Joshua Aikins faz um tour pelo bairro africano de Berlim, onde o nome das ruas remete ao passado colonial alemão | LENA MUCHA/
NYT
Joshua Aikins faz um tour pelo bairro africano de Berlim, onde o nome das ruas remete ao passado colonial alemão| Foto: LENA MUCHA/ NYT

À primeira vista, não há nada de diferente na rua: com menos de 500 metros de comprimento, ela corta um outeiro verdejante do tamanho de umas duas quadras de basquete. No entanto, para Joshua Kwesi Aikins, a Petersallee, no Bairro Africano de Berlim, tem um profundo significado emocional.  Em 1939, os nazistas dedicaram a rua ao Doutor Carl Peters, líder das violentas iniciativas coloniais da Alemanha na África. 

 "Justificaram dizendo que o sujeito tinha sido um dos fundadores do império alemão e merecia homenagem, mas, na verdade, foi propaganda nazista", disse Aikins, cientista social alemão de 38 anos e ativista com raízes em Gana. 

Há muito que a Alemanha é elogiada pela forma em que confronta sua história nazista, desde o pedido formal de desculpas até o pagamento de indenizações às vítimas, mas o reconhecimento de seu passado não é tão completo quanto se acredita, dizem ativistas e historiadores. 

Segundo eles, o país ainda não fez as pazes com seu violento legado na África, que estabeleceu as bases e inspirou as atrocidades nazistas. Tendo durado de 1884 a 1918, sua história colonial foi relativamente curta, em comparação com a de outros países europeus, mas não menos traumatizante. Os alemães mataram milhares de pessoas durante seu reinado em Gana, Togo, Camarões, Ruanda, Burundi, Tanzânia e Namíbia. 

 Placas de rua e outros memoriais homenageando colonizadores alemães continuam espalhados por todo lugar. Apenas um apanhado geral desse período é ensinado nas escolas; o governo não se desculpou pelos crimes dessa era, e só recentemente começou a se referir aos assassinatos como genocídio. 

 "A reticência mostra bem a postura que a sociedade alemã, ou a sociedade europeia, assume frente à história colonial. Ainda aceitam o mito da missão civilizadora; não entendem o colonialismo como um regime de violência e dominação", disse Nadja Ofuatey-Alazard, ativista cultural alemã cujo pai é ganês. 

 Uma mudança muito lenta 

Para a felicidade de ativistas que passaram anos fazendo lobby pelas mudanças, a prefeitura de Berlim concordou este ano em renomear Petersallee e duas outras ruas que homenageiam colonizadores alemães como nomes de combatentes africanos da resistência. 

 Aikins, defensor de longa data da mudança, disse que isso é apenas o começo. "Precisamos de um conceito de comemoração na cidade que realmente exiba essa mudança de perspectiva.

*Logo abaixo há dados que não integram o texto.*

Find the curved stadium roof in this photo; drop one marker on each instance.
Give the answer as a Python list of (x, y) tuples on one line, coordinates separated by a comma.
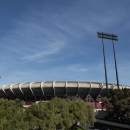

Temos que nos afastar da lembrança vista através da perspectiva colonial e nos lembrarmos através do ângulo da resistência anticolonial", disse ele. 

 Este ano, a coalizão do governo federal da Alemanha pediu pela primeira vez um exame da história colonial do país, que inclui pesquisa sobre os artefatos africanos encontrados em instituições culturais e se esses foram ilegalmente adquiridos durante esse período. 

 E está em seu terceiro ano de negociações com a Namíbia para tentar definir uma compensação pelos crimes contra a antiga colônia, onde dezenas de milhares morreram durante a ocupação.

Ruprecht Polenz, ex-parlamentar que está representando a Alemanha nas negociações, disse que os dois lados estão se aproximando de um acordo que pode estabelecer as bases para um pedido de desculpas oficial. 

 O acordo chamaria as mortes causadas pelos alemães de genocídio, iniciaria a criação de uma fundação para aumentar o engajamento social e cultural entre os países, e pediria apoio extra para as comunidades da Namíbia particularmente afetadas pelo genocídio, com programas que oferecessem formação profissional, habitação e acesso à eletricidade, por exemplo. 

 "A Alemanha aprendeu muito desde a primeira metade do século 19, mas só conseguimos isso porque confrontamos o passado e lidamos com ele. A história colonial também pertence a esse passado, e queremos assumir a responsabilidade por ela", disse Polenz. 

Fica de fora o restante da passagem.